Because WAIS uses natural language query in its search mode and searches the full-text index of the source, changing any of the search words produces different results. Using a natural language search such as how does wais use Z39.50 protocol produces the following results:
SWAIS Search Results Items: 39
# Score Source Title Lines
001: [1000] ( wais-docs) z3950-spec 2674
002: [1000] (wais-talk-archi) Edward Vie Re: [wald@mhuxd.att.com: more 383
003: [1000] (wais-discussion) Michael Sc Re: Dynamic WAIS prototype an 27
004: [ 998] (wais-discussion) Brewster K Re: online version of the z39 2659
005: [ 777] (wais-talk-archi) news-mail- Re: WAIS-discussion digest #4 554
006: [ 675] (wais-talk-archi) news-mail- Re: WAIS-discussion digest #3 535
007: [ 640] (wais-talk-archi) news-mail- Re: WAIS-discussion digest #3 636
008: [ 629] (wais-talk-archi) brewster@t Re: WAIS-discussion digest #5 749
009: [ 608] (wais-talk-archi) news-mail- Re: WAIS-discussion digest #4 601
010: [ 607] (wais-talk-archi) fad@think. Re: WAIS Corporate Paper " 424
011: [ 607] (wais-talk-archi) composer@b Re: WAIS, A Sketch of an Over 449
012: [ 589] (wais-talk-archi) news-mail- Re: WAIS-discussion digest #4 621
013: [ 549] (wais-talk-archi) news-mail- Re: WAIS-discussion digest #3 575
014: [ 524] (wais-talk-archi) brewster@t Re: WAIS-discussion digest #4 682
015: [ 515] (wais-talk-archi) news-mail- Re: WAIS-discussion digest #3 521
016: [ 510] (wais-talk-archi) news-mail- Re: WAIS-discussion digest #4 480
017: [ 507] (wais-discussion) akel@seq1. Re: Net resource list model(s 347
018: [ 495] (wais-discussion) Unknown Subject 6
Although many of the results are duplicates of the search using just the text Z39.50, some new documents are listed. An extensive search for all relevant documents may mean using different search strategies and a variety of WAIS source servers.

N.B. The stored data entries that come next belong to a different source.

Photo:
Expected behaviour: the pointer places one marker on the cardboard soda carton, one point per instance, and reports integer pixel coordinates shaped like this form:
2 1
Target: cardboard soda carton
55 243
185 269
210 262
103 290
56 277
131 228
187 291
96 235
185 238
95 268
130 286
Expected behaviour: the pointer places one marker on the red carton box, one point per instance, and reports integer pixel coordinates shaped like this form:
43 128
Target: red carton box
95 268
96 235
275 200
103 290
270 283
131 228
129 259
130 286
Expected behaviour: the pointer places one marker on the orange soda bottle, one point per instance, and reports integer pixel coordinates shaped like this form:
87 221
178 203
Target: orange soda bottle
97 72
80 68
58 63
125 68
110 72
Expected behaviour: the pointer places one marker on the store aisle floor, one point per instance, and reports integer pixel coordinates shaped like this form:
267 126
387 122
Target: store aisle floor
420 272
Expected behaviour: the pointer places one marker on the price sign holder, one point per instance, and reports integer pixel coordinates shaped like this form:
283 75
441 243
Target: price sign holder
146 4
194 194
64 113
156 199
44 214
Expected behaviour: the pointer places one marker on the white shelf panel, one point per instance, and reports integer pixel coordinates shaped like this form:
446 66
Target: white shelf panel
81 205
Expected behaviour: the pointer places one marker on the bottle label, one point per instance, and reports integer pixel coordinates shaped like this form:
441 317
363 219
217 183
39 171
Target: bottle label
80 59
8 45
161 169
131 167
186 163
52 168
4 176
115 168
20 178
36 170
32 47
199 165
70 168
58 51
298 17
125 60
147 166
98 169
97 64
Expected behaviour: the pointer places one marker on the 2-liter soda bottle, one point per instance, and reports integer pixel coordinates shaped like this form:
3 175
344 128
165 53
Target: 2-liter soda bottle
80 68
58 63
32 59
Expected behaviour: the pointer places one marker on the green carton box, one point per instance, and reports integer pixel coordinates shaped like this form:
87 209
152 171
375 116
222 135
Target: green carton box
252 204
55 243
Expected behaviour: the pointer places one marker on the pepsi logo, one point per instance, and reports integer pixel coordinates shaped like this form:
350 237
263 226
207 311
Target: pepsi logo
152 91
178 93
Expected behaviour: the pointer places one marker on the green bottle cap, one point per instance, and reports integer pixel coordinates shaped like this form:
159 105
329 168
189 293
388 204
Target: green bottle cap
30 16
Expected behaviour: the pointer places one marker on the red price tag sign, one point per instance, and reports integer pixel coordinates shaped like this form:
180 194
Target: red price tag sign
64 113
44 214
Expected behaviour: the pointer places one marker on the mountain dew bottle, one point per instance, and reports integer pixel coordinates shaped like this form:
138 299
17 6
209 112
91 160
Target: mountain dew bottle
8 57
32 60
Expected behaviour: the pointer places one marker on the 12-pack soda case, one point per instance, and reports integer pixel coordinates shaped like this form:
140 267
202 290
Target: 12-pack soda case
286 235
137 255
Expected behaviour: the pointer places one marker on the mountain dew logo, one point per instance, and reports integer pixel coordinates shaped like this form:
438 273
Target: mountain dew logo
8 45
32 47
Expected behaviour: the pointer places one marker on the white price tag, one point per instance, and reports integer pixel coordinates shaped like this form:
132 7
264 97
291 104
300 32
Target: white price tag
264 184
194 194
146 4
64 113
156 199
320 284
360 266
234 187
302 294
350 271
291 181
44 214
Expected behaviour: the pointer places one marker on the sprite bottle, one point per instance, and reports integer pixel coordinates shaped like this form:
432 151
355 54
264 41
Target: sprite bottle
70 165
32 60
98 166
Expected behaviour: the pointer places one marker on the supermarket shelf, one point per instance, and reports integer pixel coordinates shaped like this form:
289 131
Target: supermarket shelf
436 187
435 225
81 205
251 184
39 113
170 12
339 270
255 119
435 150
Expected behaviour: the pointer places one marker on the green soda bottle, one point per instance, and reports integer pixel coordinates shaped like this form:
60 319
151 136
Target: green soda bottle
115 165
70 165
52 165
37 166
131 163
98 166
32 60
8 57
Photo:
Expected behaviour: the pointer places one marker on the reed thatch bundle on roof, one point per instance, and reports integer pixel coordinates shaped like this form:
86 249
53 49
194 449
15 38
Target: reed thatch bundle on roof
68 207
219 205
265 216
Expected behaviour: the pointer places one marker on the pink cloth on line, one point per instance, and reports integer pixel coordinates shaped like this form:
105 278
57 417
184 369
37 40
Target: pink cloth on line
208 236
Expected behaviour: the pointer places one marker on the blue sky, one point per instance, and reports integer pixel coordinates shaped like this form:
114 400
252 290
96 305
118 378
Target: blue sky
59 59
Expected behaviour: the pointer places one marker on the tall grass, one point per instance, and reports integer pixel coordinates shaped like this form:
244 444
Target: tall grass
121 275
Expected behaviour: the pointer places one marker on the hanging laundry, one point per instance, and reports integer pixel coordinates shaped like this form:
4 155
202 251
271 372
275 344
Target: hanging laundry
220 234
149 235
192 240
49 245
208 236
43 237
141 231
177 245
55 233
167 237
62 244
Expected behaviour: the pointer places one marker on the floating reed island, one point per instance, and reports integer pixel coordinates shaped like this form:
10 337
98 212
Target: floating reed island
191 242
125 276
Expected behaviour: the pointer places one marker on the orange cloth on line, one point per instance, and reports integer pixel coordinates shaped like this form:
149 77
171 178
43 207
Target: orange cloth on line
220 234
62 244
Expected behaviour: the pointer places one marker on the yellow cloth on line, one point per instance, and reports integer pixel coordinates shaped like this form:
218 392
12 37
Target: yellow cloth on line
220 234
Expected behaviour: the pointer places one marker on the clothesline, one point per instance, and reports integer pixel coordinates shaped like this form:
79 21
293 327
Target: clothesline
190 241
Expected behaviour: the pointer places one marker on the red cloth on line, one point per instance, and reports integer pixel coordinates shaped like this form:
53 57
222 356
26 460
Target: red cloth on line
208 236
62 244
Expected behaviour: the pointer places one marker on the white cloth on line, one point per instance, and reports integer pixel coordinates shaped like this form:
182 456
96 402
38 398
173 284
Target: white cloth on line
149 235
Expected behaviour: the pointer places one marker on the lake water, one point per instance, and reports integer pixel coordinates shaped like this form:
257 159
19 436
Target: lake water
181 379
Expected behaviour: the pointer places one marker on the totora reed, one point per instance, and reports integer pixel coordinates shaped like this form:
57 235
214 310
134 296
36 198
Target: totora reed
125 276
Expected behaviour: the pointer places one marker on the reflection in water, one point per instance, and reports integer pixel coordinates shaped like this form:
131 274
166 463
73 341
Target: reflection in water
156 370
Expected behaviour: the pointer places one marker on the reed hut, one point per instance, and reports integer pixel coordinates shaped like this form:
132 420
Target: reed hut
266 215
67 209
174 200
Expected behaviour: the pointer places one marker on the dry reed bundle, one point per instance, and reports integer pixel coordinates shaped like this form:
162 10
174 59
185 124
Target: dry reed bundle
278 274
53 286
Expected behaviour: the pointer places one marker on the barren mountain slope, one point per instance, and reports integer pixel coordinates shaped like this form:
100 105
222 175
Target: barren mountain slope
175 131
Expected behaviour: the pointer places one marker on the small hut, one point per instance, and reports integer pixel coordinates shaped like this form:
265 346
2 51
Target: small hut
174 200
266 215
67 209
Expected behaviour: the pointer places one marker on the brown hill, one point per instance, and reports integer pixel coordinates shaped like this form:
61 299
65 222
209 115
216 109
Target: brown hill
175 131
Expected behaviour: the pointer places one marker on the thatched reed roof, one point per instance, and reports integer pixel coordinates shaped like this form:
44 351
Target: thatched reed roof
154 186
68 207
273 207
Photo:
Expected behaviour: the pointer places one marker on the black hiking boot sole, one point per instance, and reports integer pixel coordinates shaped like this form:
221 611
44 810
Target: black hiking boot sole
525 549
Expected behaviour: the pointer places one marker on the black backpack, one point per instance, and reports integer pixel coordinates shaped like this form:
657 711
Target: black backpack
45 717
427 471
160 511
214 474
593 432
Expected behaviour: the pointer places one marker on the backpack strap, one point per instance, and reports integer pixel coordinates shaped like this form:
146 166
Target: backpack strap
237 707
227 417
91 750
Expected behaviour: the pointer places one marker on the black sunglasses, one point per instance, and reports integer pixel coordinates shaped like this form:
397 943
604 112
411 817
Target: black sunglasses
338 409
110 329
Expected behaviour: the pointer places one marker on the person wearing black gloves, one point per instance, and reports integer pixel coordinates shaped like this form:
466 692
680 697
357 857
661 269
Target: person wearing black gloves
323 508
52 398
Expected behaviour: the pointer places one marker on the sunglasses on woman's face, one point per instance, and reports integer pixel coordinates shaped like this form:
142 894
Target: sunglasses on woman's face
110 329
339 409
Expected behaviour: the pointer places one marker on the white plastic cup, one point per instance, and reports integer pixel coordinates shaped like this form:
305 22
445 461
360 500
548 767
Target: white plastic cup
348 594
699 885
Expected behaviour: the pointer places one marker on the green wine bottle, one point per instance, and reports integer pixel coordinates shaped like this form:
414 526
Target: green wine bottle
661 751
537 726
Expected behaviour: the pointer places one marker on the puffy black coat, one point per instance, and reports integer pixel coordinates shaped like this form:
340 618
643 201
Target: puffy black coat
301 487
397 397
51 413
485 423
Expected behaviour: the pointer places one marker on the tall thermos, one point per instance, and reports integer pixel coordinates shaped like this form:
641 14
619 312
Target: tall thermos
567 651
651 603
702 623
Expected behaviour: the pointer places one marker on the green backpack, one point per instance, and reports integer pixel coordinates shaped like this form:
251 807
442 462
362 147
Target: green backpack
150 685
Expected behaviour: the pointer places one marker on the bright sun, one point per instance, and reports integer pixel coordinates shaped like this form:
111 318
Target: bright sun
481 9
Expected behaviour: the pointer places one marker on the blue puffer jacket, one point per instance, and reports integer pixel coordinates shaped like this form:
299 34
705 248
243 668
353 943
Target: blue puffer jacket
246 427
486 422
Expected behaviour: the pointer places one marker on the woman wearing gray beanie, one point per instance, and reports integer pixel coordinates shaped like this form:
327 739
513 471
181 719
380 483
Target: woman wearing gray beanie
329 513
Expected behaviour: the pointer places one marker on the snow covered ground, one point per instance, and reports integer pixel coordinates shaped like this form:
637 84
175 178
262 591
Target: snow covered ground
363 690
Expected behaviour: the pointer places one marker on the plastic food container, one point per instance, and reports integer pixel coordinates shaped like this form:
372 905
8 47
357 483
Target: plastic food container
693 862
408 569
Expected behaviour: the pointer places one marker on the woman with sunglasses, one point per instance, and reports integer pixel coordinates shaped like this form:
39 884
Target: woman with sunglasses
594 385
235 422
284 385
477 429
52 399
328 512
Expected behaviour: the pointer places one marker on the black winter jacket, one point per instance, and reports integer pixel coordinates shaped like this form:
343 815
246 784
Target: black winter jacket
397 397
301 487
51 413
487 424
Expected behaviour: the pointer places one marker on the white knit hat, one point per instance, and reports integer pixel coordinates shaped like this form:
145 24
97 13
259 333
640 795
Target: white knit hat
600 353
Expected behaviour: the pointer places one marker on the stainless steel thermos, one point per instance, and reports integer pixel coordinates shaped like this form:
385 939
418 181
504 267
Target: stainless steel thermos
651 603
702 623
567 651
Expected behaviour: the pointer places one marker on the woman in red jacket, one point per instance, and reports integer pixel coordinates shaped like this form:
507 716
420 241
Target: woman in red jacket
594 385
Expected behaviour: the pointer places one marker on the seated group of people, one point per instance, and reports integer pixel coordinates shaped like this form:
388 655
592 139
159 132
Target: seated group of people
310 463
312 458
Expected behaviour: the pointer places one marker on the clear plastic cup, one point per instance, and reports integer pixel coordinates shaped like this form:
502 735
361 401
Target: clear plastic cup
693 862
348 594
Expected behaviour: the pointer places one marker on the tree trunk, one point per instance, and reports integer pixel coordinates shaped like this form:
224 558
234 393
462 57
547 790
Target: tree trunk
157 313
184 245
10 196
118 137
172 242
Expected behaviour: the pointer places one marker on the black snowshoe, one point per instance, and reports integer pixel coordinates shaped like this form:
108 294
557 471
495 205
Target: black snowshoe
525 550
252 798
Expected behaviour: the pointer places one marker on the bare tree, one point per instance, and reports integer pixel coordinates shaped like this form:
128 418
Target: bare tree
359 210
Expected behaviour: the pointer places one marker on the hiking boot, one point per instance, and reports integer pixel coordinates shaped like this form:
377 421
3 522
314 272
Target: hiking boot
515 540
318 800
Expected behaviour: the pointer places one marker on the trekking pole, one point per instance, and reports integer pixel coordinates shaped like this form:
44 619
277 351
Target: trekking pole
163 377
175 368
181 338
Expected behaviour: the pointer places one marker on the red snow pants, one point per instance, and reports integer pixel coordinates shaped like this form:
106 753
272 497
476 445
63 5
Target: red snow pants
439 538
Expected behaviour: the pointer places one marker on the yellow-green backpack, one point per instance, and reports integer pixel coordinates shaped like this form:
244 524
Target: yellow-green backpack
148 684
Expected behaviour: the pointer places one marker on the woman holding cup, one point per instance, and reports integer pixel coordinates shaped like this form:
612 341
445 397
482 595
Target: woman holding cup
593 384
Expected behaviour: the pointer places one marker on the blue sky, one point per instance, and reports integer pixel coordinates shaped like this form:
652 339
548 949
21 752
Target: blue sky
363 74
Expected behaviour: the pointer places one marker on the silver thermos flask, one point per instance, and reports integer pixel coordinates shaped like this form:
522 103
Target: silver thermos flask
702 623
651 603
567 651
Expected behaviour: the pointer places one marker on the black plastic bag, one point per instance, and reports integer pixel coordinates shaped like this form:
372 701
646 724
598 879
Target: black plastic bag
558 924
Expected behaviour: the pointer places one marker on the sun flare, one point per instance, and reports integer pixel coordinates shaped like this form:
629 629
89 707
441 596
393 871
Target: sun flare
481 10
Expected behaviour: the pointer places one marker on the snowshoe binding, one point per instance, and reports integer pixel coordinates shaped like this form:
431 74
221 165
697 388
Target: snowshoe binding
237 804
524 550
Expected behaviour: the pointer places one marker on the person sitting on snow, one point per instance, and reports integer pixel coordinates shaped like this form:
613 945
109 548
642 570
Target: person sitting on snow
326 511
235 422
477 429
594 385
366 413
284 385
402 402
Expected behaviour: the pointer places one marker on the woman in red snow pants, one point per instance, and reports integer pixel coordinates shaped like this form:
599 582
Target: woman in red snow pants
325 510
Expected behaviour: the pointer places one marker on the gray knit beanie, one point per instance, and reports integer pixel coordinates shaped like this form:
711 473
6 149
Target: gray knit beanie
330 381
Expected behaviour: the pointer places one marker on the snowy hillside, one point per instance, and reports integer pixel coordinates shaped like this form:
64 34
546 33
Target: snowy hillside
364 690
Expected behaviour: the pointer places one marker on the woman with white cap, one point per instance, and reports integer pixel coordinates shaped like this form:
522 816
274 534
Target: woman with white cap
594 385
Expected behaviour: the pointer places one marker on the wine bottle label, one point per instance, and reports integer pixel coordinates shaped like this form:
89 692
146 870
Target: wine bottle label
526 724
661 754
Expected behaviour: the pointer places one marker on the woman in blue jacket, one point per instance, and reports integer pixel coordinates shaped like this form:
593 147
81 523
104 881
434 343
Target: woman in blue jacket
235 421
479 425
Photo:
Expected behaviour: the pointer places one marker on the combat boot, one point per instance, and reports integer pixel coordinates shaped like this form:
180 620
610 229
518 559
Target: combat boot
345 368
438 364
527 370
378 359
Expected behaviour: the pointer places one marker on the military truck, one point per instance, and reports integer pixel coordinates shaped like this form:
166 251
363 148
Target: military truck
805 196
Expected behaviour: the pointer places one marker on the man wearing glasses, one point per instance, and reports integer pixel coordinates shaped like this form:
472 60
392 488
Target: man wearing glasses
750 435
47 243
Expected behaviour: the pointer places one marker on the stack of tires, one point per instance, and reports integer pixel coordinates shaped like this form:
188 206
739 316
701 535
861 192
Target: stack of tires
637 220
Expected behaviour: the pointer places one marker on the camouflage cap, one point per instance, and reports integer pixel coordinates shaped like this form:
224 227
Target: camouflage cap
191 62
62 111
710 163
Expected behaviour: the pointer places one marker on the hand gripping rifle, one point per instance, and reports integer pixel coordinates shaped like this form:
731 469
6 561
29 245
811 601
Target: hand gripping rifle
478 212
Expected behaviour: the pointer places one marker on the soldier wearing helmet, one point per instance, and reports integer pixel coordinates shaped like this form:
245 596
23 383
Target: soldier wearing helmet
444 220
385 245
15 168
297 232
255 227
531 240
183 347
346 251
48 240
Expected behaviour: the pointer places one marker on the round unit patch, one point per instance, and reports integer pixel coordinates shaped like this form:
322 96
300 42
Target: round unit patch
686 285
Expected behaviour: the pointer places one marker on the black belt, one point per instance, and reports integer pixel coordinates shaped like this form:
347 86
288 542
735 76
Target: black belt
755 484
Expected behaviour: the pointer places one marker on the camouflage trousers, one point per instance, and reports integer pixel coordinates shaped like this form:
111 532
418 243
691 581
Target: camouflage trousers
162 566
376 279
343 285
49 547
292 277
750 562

In addition to its search features, WAIS also functions as a data-indexing tool. WAIS can take large amounts of information, index it, and make the resultant Z39.50-compliant database searchable. You can build an indexed database for your own use as a stand-alone database or, if you have a TCP/IP connection, you can make your WAIS database public by registering it with wais.com and listing it in the Directory of Sources.
To obtain the WAIS software, go to ftp://think.com/wais. This is the main distribution site for WAIS software and WAIS documentation. Both the WAIS server code and client code are available from think.com. You can find more WAIS software at ftp://ftp.cnidr.org/pub/NIDR.tools/wais, ftp://ftp.wais.com/pub, and ftp://sunsite.unc.edu/pub/wais.
Getting WAIS up and running is no trivial matter. Because it's very complicated, we'll leave that as an exercise for more daring users with time on their hands and a good supply of Valium.
The use of WAIS is growing slowly on the Internet. WAIS provides a convenient and efficient way to index and search large amounts of information using standards that are starting to be generally accepted on the Internet.
However, WAIS faces some tough competition. The WWW, Harvest, and Hyper-G tools offer facilities that may replace WAIS. However, it is likely that WAIS will survive and be used in niche database applications.